Italian television presenter (born 1983)

Gabriele Rubini (known professionally as Chef Rubio; born 29 June 1983) is an Italian chef, television presenter and former rugby player.

==Sporting career==
Born in Frascati, he is the brother of professional rugby player Giulio Rubini. Gabriele played rugby from an early age, after making his debut in 2002 for Rugby Roma Olimpic against Parma; he became an athlete of national status, so that the Italian Rugby Federation delayed his transfer to the following season. Between 2003 and 2005 he played for Rome, making a total of 12 appearances in Series A games.

At the end of the season he moved to New Zealand, and was recruited by Poneke Rugby Club near Wellington. To earn his living, he began working in a restaurant, and thus developed an interest in culinary arts alongside his passion for rugby.

Returning to Italy in 2007 he played for Rovigo in the Super 10 league, and from 2008, first in Series A, then in Excellence with Lazio until a ligament injury ended his sporting career in 2011.

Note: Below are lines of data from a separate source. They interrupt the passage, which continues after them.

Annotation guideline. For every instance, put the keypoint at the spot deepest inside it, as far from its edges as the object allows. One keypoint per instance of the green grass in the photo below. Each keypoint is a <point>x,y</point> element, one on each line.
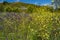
<point>34,23</point>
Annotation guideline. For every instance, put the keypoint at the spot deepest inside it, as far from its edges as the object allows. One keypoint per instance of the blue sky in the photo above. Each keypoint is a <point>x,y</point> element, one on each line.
<point>38,2</point>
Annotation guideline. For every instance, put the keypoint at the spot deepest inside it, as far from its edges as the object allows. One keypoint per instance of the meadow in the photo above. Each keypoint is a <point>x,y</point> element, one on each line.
<point>30,23</point>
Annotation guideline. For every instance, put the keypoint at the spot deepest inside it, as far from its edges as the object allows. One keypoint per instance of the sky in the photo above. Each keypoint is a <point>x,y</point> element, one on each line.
<point>37,2</point>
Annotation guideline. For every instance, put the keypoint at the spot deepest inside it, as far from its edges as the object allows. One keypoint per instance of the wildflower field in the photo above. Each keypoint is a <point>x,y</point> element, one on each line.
<point>33,23</point>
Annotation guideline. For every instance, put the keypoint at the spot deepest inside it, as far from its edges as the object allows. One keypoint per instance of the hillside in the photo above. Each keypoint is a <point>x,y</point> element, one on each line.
<point>20,21</point>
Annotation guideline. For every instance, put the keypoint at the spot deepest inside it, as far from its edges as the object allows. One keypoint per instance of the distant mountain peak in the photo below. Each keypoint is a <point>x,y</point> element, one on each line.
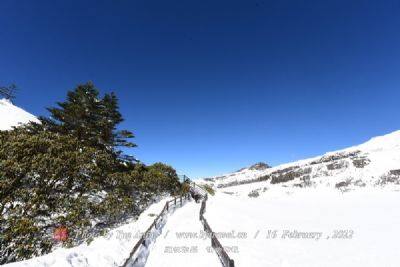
<point>259,166</point>
<point>11,115</point>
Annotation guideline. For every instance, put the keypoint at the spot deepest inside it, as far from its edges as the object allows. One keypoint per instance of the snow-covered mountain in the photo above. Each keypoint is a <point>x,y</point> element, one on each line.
<point>374,163</point>
<point>11,115</point>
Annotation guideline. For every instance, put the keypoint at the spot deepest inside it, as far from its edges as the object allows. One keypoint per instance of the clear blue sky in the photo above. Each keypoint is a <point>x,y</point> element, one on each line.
<point>212,86</point>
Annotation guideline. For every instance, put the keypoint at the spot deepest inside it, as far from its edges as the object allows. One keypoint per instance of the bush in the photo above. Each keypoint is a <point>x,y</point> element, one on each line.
<point>208,188</point>
<point>49,180</point>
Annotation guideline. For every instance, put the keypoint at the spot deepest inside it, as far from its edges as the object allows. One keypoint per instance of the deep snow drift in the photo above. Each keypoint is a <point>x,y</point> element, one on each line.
<point>374,163</point>
<point>110,250</point>
<point>298,229</point>
<point>11,115</point>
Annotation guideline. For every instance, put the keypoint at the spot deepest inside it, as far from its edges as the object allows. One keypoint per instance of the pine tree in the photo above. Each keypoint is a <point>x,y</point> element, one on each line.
<point>92,119</point>
<point>8,91</point>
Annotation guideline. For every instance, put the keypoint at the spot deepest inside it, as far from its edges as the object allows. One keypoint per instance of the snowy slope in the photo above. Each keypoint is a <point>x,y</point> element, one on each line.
<point>339,209</point>
<point>11,115</point>
<point>298,229</point>
<point>376,162</point>
<point>110,250</point>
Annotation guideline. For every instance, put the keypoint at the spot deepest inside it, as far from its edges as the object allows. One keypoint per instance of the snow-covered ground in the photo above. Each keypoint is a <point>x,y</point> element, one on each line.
<point>265,227</point>
<point>182,244</point>
<point>367,164</point>
<point>339,209</point>
<point>111,250</point>
<point>11,115</point>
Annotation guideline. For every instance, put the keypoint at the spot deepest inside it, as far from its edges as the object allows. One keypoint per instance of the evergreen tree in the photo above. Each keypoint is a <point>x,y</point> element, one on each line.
<point>92,119</point>
<point>8,91</point>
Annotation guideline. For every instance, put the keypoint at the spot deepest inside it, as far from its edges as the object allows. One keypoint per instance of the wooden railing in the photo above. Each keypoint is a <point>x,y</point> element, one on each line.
<point>216,245</point>
<point>144,240</point>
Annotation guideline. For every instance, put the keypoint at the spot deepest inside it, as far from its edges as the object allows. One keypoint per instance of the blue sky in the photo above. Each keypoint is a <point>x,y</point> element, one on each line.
<point>213,86</point>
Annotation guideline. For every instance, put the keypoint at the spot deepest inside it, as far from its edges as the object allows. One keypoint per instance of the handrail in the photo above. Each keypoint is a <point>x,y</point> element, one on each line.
<point>143,238</point>
<point>215,244</point>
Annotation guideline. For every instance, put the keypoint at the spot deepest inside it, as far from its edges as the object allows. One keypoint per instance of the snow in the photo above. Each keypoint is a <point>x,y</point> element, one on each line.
<point>371,217</point>
<point>383,153</point>
<point>111,250</point>
<point>182,242</point>
<point>11,115</point>
<point>263,224</point>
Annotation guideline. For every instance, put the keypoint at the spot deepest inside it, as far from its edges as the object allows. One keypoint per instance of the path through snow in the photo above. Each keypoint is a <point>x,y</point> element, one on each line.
<point>182,243</point>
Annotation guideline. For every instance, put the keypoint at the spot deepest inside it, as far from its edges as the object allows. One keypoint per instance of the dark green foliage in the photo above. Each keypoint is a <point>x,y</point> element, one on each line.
<point>67,171</point>
<point>8,91</point>
<point>90,118</point>
<point>208,188</point>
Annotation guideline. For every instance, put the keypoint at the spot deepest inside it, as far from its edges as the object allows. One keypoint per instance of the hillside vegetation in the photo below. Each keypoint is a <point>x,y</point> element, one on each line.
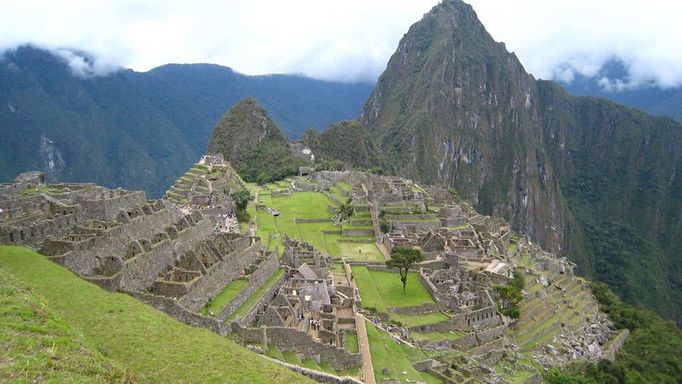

Meanwhile, he had trained as a chef with an international course from which had graduated in 2010.

He's been a television presenter until 2019, when he abandoned DMAX for personal reasons.

As of March 2024, Rubini is under investigation by the Public Prosecutor's Office of Rome, as suspected of incitement to racial hatred and defamation against Israel.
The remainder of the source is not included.